Following mixing of the labeled RNA probe and the GST-HuR protein in binding buffer (50 mM Tris-HCl (pH 8.0), 120 mM NaCl), each chemical was added in a DMSO solution. The mixtures were incubated for 20 min at room temperature. The protein-RNA complexes were separated from free RNA on a 6% polyacrylamide gel prepared and pre-electrophoresed in 0.5× TBE buffer (44.5 mM Tris, 44.5 mM boric acid, 1 mM EDTA). Electrophoresis was performed in 0.5× TBE buffer at 8 mA for 1 h (Jung et al., 2006). Bands were visualized using a BAS2500 automated detector system (Fujifilm, Tokyo, Japan), and their intensities were measured by image analysis software (Multi-Gauge V3.0, Fujifilm, Tokyo, Japan).
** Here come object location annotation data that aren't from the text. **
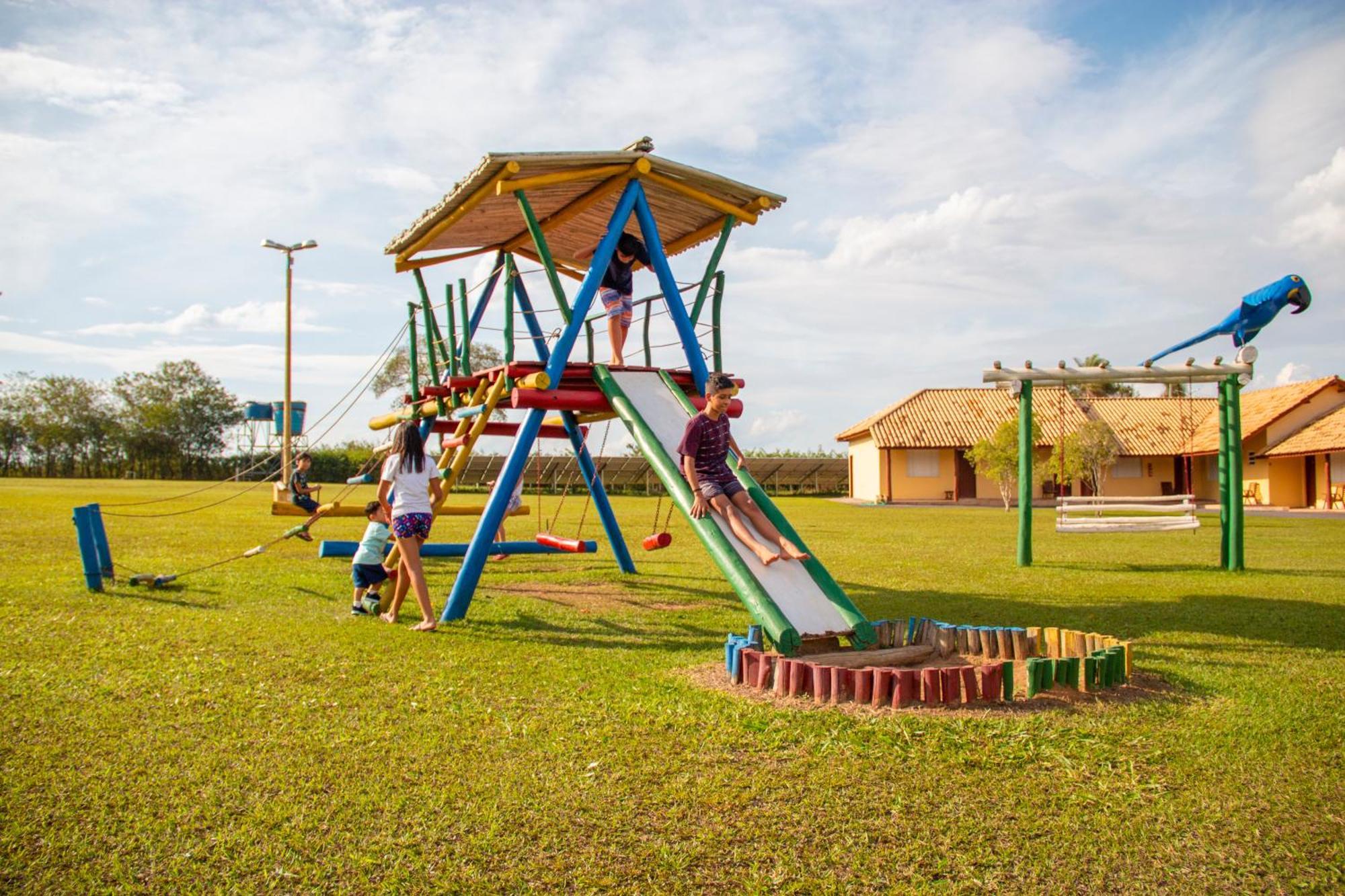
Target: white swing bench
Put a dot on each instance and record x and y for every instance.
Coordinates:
(1169, 513)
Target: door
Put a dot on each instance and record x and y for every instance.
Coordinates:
(965, 477)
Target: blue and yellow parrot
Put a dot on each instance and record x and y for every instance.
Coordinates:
(1254, 314)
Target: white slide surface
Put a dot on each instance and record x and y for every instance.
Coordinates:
(789, 583)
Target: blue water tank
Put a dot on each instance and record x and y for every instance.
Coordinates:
(297, 417)
(258, 411)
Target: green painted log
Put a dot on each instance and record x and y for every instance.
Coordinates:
(750, 591)
(544, 252)
(1026, 474)
(863, 634)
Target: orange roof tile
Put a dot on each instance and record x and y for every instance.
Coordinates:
(1323, 435)
(1153, 425)
(1262, 408)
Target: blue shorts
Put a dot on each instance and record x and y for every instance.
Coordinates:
(730, 487)
(368, 575)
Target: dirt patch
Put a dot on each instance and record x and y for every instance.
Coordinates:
(586, 596)
(1141, 688)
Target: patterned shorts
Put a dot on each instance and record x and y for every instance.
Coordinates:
(618, 306)
(412, 525)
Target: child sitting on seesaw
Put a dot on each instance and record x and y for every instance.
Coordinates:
(302, 494)
(367, 567)
(705, 446)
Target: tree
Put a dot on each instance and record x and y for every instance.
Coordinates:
(997, 458)
(1100, 389)
(1087, 454)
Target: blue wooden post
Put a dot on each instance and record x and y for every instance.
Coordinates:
(465, 585)
(88, 548)
(479, 311)
(588, 290)
(100, 541)
(601, 501)
(668, 283)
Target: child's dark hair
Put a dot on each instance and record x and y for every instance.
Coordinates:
(718, 382)
(411, 447)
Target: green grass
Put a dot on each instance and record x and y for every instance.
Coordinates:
(243, 732)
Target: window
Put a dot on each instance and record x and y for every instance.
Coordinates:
(923, 464)
(1126, 469)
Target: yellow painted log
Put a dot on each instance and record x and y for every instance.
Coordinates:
(559, 177)
(700, 196)
(458, 214)
(539, 380)
(579, 205)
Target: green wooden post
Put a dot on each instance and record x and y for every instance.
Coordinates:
(712, 266)
(715, 321)
(466, 362)
(430, 337)
(415, 350)
(649, 314)
(1026, 474)
(1235, 438)
(544, 252)
(1225, 498)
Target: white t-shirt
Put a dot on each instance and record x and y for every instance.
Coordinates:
(411, 490)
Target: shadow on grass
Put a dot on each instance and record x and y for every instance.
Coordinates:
(1295, 623)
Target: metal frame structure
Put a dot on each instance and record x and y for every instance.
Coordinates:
(1230, 377)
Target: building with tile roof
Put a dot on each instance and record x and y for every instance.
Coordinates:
(915, 450)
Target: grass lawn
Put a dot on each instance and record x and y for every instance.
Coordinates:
(243, 732)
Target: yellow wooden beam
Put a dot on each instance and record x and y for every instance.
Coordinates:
(559, 177)
(704, 198)
(580, 204)
(454, 217)
(438, 260)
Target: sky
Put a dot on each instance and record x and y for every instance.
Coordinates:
(966, 182)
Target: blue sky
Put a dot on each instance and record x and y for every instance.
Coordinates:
(966, 182)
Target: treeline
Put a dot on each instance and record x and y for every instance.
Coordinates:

Protein-RNA filter binding assay

Binding reactions contained 32P-labeled RNA and GST-HuR or GST-tristetraprolin protein in binding buffer in a total volume of 100 µl. After incubation for 20 min at room temperature, reaction solutions were filtered through 0.45 µm nitrocellulose disks (Millipore, MA), which had been previously boiled for 30 min in binding buffer. The filters were washed twice with binding buffer and analyzed in a Tri-Carb 2900TR liquid scintillation counter (Perkin Elmer, CT).

Cell culture

The RAW264.7 mouse macrophage cell line was cultured in Dulbecco's modified Eagle's medium (Welgene, Daegu, South Korea), supplemented with 10% fetal bovine serum (Hyclone Laboratories, UT) and 1% penicillin/streptomycin (Invitrogen, CA) at 37℃ in a 5% CO2 atmosphere.

mRNA stability studies

For RNA stability assays, actinomycin D (5 µg/ml) was added to RAW264.7 cells to inhibit transcription. Total RNA extracted from cells was treated with Actinomycin D and/or quercetin (0, 5, and 20 µM) or b-40 (0, 1, and 4 µM) for different time intervals. Total RNA (200 ng) prepared using TRIZOL reagent was reverse-transcribed to produce cDNA using reverse transcriptase and oligo-dT primer. PCR was performed using 1 or 2 µl of cDNA with specific primers.

RT-PCR

Reverse transcriptase with an oligo-dT primer (Invitrogen, CA) was used to prepare cDNA from 0.1 µg of total RNA. PCR with specific primers was performed using 1 µl of cDNA. The primer sets were as follows: TNF-α: forward 5'-CCAGGCAGTCAGATCATCTTC-3' and reverse 5'-TTGATGGCAGAGAGGAGGTT-3'; IL-6: forward 5'-AACGATGATGCACTTGCAGA-3' and reverse 5'-GGAAATTGGGGTAGGAAGGA-3'; and GAPDH: forward 5'-TTCACCACCATGGAGAAGGC-3' and reverse 5'-GGCATGGACTGTGGTCATGA-3'. PCR conditions were as follows: 30 cycles of denaturation at 95℃ for 30 s followed by annealing at 55℃ for 30 s and extension at 72℃ for 30 s; and a final step at 72℃ for 10 min. PCR products were separated by electrophoresis on 1.5% agarose gels containing 0.1 µg/ml ethidium bromide and were visualized under UV light with a bioimaging system (Syngene, Cambridge, UK).